Mais de um mês se havia passado depois que haviam atentado contra a vida de Jonathan. O constante e repetitivo bipe do monitor cardíaco já se havia tornado tão banal que era como se nem o ouvisse mais. Não que houvesse parado de torcer para que ele apitasse diferente, mas havia desistido de se frustrar uma vez que quase nunca o fazia e, mesmo quando o fazia, aquilo nada significava e acabava por se normalizar sem que Jonathan abrisse os olhos. Eva já conhecia todas as enfermeiras e médicos responsáveis pelo bem-estar de Jonathan e já tinha o leito de hospital como uma extensão da própria casa.
Quando a quinta-feira chegou, ela decidiu sair para tomar sol. O dia estava bonito, mas, as pessoas caminhavam apressadas, como se tivessem pouco tempo para desperdiçar. Sabia que, na tarde seguinte, Helena viria para passar o final de semana, então, passou na farmácia e depois no mercado para comprar algumas guloseimas que sabia que a mãe de Jonathan gostava de comer.
Eva caminhava distraída, carregando suas sacolas, quando olhou para o lado. Percebeu-se atravessando a pequena estradinha que dava para a porta fechada do 8ball Music Bar. Sentiu o coração palpitar, lembrando-se da última vez em que havia olhado de perto nos olhos de Jonathan. Ele parecia confuso naquela noite. A encarava como se não a reconhecesse, ou, ao menos, como se não entendesse como ela podia estar ali. Se ela tivesse sido um pouco menos impulsiva, teria percebido o mal-entendido que se desenrolava. Ela suspirou, lamentando tudo o que havia acontecido. Fazia aquilo quase todos os dias, se perguntando quão felizes eles estariam se nada daquilo tivesse acontecido e ele não tivesse ido dormir na casa de Thomas.

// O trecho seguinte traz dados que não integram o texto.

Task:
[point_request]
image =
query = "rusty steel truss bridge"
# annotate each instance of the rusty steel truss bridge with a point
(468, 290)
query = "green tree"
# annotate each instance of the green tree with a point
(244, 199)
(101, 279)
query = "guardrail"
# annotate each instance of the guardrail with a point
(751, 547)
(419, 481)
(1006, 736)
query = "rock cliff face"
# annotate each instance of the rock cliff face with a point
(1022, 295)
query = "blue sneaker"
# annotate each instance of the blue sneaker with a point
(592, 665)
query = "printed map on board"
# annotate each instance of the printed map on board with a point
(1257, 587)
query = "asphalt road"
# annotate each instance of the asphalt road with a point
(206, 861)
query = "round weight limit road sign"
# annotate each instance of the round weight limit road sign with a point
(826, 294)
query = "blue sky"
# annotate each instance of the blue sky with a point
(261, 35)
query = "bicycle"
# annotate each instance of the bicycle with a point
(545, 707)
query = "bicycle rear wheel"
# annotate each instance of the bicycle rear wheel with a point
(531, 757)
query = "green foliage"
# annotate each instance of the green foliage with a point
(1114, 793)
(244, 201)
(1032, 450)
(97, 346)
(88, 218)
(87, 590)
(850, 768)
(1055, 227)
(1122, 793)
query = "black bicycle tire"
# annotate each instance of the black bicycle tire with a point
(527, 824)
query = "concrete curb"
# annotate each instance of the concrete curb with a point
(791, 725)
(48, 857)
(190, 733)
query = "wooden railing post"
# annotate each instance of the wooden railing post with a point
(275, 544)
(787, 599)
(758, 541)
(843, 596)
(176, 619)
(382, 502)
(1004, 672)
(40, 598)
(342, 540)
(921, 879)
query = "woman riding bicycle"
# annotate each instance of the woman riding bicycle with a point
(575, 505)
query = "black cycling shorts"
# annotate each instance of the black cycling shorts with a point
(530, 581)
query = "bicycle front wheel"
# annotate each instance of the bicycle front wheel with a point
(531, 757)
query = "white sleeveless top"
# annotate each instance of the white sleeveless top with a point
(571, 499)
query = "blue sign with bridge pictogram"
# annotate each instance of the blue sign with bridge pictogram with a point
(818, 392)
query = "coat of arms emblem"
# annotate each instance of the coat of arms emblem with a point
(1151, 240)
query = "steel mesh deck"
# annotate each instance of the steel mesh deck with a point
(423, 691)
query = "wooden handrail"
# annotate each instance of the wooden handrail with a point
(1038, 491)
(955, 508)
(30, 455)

Balançou a cabeça, tentando expulsar aqueles pensamentos e se manter positiva. Seguiu, então, seu caminho, descendo a rua. Passou pelo mesmo local aonde, semanas antes, havia atirado o singelo pingente o qual havia ganhado. A imagem tristonha de Jonathan, envolto nas sombras da noite chuvosa, erguendo o pingente e o cordão partido do chão havia partido seu coração e trazido uma enorme onda de arrependimento. Ela suspirou, melancólica, levando a mão à gota azul presa ao cordão, então consertado.
Mais adiante, atravessou a rua, entrou pela porta do hall e subiu até o sétimo andar de elevador. Encaixou a chave na porta e a girou, lembrando-se novamente, do momento em que havia caído na entrada de sua casa. O exato momento onde o havia visto pela primeira vez, sentado ao lado de Eric. Tinha uma xícara na mão e um pires na outra e encarava o ponto entre suas pernas, sem conseguir desviar o olhar. Mas não, ele não estava ali naquele momento. Apenas Eric.
Ele a encarou, surpreso.
— Oi. – Ele cumprimentou.
Eva sorriu um sorriso entristecido.
— Oi. – Eva deixou as sacolas sobre a mesa.
— Estou voltando para São Paulo hoje mesmo. – Ele comentou.
— Mas já? Mal ficou duas semanas em casa. – Eva se surpreendeu. – Achei que as coisas já estivessem terminadas por lá.
Eric se levantou e seguiu com ela até a cozinha.
— Bom, aparentemente, há muito a ser feito e um mês não é suficiente. – Ele revirou os olhos. – Preciso adestrar o gerente regional de lá.
Eva suspirou. Detestava ficar sozinha naquele apartamento repleto de memórias e, apesar de eles não mais dividirem a mesma cama, Eric lhe servia como uma agradável companhia quando os pais de Jonathan vinham para ficar com ele no hospital.
Eva aninhou a cabeça no peito de Eric e se aproximou de mansinho. Ele a envolveu em seus braços, entendendo sua súplica por algum calor.
— Como ele está?
Eva o abraçou, soltando um longo suspiro.